You think your show floor is experiential? At the 2015 WorldSkills Competition, held in São Paulo on Aug. 12–15, 1,189 young people from more than 60 countries competed in tests of 50 different skills, from aircraft maintenance, construction metal work, and fashion technology to health and social care, IT network systems administration, and patisserie and confectionary.
Presented by WorldSkills International — a Netherlands-headquartered organization that promotes the importance of education and professional qualification as a social- and economic-transformation tool — the event drew nearly 260,000 spectators to São Paulo’s Anhembi Parque convention center.
How do you build an international event around the demonstration of so many different highly specialized, hands-on demonstrations? We asked Karina Brandford, senior communication consultant for WorldSkills 2015.
What were some of the challenges of staging this program?
One of the biggest challenges was to receive thousands of people of different nationalities and offer the necessary attention, with all comfort and security.
Was there a conference portion to WorldSkills?

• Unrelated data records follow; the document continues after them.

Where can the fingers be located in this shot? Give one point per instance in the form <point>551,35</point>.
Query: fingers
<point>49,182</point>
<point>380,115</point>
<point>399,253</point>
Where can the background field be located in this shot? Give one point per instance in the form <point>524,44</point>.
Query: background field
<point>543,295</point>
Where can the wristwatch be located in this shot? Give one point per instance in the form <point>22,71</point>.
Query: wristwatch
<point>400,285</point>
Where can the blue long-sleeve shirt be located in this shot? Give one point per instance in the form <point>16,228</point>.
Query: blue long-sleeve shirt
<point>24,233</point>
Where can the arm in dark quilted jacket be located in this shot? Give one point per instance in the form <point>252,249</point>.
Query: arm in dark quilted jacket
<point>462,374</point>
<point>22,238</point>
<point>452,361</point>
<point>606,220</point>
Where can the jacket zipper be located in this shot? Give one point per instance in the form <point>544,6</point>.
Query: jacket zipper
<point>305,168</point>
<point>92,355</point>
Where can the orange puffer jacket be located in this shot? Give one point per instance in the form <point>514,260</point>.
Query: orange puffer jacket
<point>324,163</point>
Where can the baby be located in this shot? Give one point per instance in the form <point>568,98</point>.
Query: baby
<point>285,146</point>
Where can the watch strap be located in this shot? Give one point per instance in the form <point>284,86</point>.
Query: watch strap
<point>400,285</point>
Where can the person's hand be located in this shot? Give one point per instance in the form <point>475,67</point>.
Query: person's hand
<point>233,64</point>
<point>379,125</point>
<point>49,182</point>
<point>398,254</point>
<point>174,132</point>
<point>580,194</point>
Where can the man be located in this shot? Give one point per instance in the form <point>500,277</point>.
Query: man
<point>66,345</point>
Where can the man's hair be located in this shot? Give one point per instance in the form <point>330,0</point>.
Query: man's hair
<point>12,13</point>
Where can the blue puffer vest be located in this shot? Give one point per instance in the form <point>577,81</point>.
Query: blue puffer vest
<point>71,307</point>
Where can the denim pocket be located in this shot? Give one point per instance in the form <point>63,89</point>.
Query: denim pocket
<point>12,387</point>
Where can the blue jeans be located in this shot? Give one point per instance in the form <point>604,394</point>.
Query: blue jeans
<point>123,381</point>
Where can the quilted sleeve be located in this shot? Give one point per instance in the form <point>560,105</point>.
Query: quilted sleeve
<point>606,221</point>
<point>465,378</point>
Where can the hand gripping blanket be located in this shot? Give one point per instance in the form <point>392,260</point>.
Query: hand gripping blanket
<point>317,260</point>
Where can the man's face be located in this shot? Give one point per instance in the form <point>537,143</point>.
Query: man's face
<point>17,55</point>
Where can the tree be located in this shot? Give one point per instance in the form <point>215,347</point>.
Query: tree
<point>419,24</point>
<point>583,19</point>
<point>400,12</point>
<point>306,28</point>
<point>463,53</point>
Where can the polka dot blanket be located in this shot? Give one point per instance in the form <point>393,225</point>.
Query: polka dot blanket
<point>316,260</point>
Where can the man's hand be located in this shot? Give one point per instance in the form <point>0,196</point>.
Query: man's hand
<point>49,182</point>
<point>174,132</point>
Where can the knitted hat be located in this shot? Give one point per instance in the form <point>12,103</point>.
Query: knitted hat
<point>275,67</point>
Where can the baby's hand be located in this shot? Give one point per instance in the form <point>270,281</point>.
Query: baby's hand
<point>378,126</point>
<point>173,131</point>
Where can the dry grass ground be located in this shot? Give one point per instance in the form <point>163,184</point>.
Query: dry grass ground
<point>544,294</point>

In addition to the 50 skills, WorldSkills São Paulo 2015 discussed the future of vocational education and its relationship with developing countries. The conference program took place from Aug. 11–16 at Anhembi Park. Leaders and representatives from industry, government, and education talked about trends, new technologies, and innovative public policies for education and professional initiatives to promote skills excellence and development.
Why was São Paulo a good destination to host WorldSkills?
São Paulo is an emblematic and surprising city. As a business hub, it is a leader in South America, due to its large market, its infrastructure, and its service network, and for boasting some of the best research centers and qualified professionals — all of which make the metropolis a commercial and trendsetter hub where subsidiaries of the world’s largest companies are located.